しかし、不思議な事に手術中や、病院にいる間は 咳は全く出なかった。

本当に咳が出なくて良かった。



今日から寝る時は、ガーゼを、当てた目の上に保護用のメガネをかけて、寝る事になる。

寝づらいかもしれないけど それよりも手術が無事終わった事で、安心していた。



夜、布団に入って、身動きが出来ない。

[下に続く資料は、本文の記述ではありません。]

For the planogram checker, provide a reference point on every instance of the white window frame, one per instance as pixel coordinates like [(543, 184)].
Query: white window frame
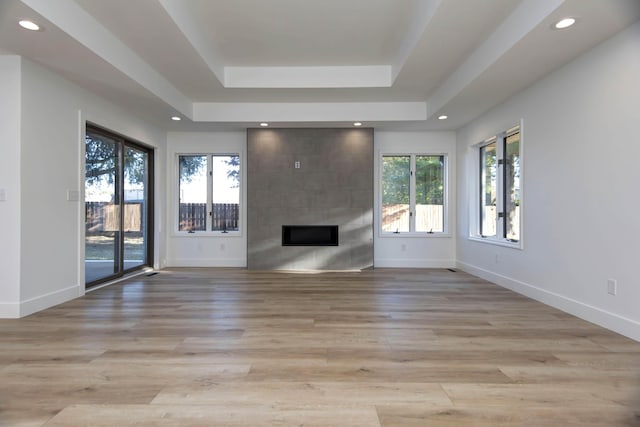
[(209, 216), (476, 200), (412, 196)]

寝返りなど、絶対してはならないのだ。


新しいレンズを、入れたばかりなのに ずれてしまったら大変な事になってしまう。


こんなに緊張しながら寝るのは、生まれて初めてかも知れない。



次の日の診察で、ガーゼがはずされた。


医師「どうですか? 終わったばかりなので、まだまだ安心は出来ません。目を触らないようにね。」



私「はい、気をつけます。

目の前がスッキリしてます。」


老眼があるので、字を見るときはメガネは必要との事。

しかし今までの もやが、かかった様に見えていたのはなくなった。



昔、 20代の頃、牛乳びんの底の様な、分厚いメガネをかけていた友人がいた。


友人「メガネをはずすと、ボケて何も見えないけど メガネをかけるとばら色の世界が、目の前に広がるんだ。全てがばら色なんだ。すごいよ、人生が変わるよ。

ほら、遠くがハッキリと見える。」



友人はニコニコしながら、 メガネをつけたり取ったリして見せた。



目が良かった私には、いつも見ている普通の景色だ。

綺麗な物も見えるし汚い物も見えている。


それを友人は、ばら色の世界が見えると言った。



その言葉が、今は 何となく分かる気がする。




そして、私が分厚いガーゼをしてメガネをかけて、歩いていた時 近所の人にあった。



近所の人「あら~その目 どうしたの?」


私「白内障の手術したんだよ。」



近所の人「そうなの大変だね、大丈夫なの? 何か困った事があったら、いつでも言ってね。お大事にね。」



私を心配して、言葉をかけてくれる人がいる。

一人暮らしになった私には、とても有り難く、優しさを感じた言葉だった。



それから一週間後、もう片方の 目の手術も無事に終えた。



これで 夫が心配してくれて、私も気にしていた事が解消された。


無事終わったよ 安心したよ。と夫の遺影に報告した。